Obama proposed in February to increase a $7,500 tax credit for electric cars to as much as $10,000, a clear sign he'll resist efforts to cut that subsidy during the tax talks that will grip Washington over the next few months.
And with the election in the rearview mirror, his administration also could decide to resume lending under the Advanced Technology Vehicles Manufacturing loan program, a $25 billion fund for the production of cleaner cars and trucks as well as high-tech components that go into them.
The Department of Energy never formally closed the ATVM program, but the fund went mostly dormant last year after other DOE-backed companies went bankrupt and the administration became gun-shy about new loans.
Some companies withdrew applications, such as the startup Coda Automotive Inc., which chose to expand its manufacturing in China rather than in Ohio. Others didn't make it, such as the EV startup Bright Automotive, which went out of business in March after failing to secure a $314 million DOE loan.
The ATVM fund still has about $16 billion left. Budget cutting on Capitol Hill may make it difficult to give out the money, but congressional Democrats and their allies want Obama's appointees to keep at it.
"Obama clearly still has a goal of 1 million plug-in EVs on the road by 2015," Hwang of the Natural Resources Defense Council said. With Obama in office for the next four years, "there will probably be somewhat of a re-evaluation of the program, but the ATVM is much more likely to move forward."

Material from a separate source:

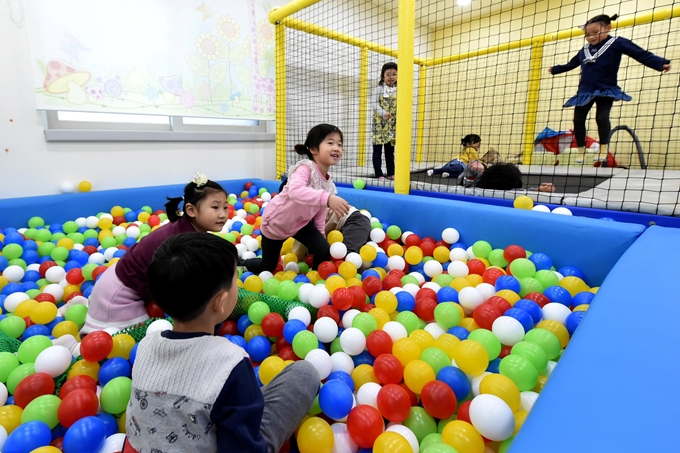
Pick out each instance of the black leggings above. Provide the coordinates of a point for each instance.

Outside of the CAFE standards, new rules from Washington slowed to a trickle this year, a sign of a White House trying to avoid fights in an election year. Plenty of stalled rules could now return to the agenda at agencies such as the EPA and National Highway Traffic Safety Administration:
-- Car companies have lobbied for the federal government to adopt California rules requiring cleaner fuel, partly because the amount of sulfur in current blends can foul up catalytic converters and partly because they don't want to deal with a patchwork of standards. California's third round of Low Emission Vehicle rules, known as LEV 3, is seen as a model for a new nationwide "Tier 3" standard from the EPA, but the idea has drawn resistance from oil refiners, which have a formidable lobby on Capitol Hill and rarely agree with the Obama administration.
After backing away from the issue this year, Obama's appointees must now decide whether cleaner-burning fuel is important enough for automakers and public health to justify costs on refiners that might add a few cents to the price of a gallon of gasoline.
-- Ordered by a 2008 law to reduce the number of children who die from being backed over by cars, NHTSA proposed a rule that would require new cars to have backup cameras by 2014. Earlier this year, the White House put a hold on the rule to address complaints from automakers. Backup cameras would add $58 to $203 to the cost of a new car or truck, depending on whether the vehicle already has a video display, NHTSA says.
Officials from the Alliance of Automobile Manufacturers told White House officials during a meeting last December that the change would cost too much, at $11 million for each of the 200 to 240 lives saved. Obama's appointees will need to decide how to weigh the added costs against safety, and their decision will have a major effect on the fast-growing market for navigation and video displays.
-- Obama's appointees to the National Labor Relations Board likely will continue to press for rules that further the interests of unions. Obama himself has backed a "card check" bill in Congress that would abolish the secret ballot that makes it harder for unions to organize workers. The effort has stalled so far, but Richard Trumka, the president of the labor union AFL-CIO, recently told The Atlantic that he expects Obama's favored provisions to become law during a second Obama term despite hurdles in Congress.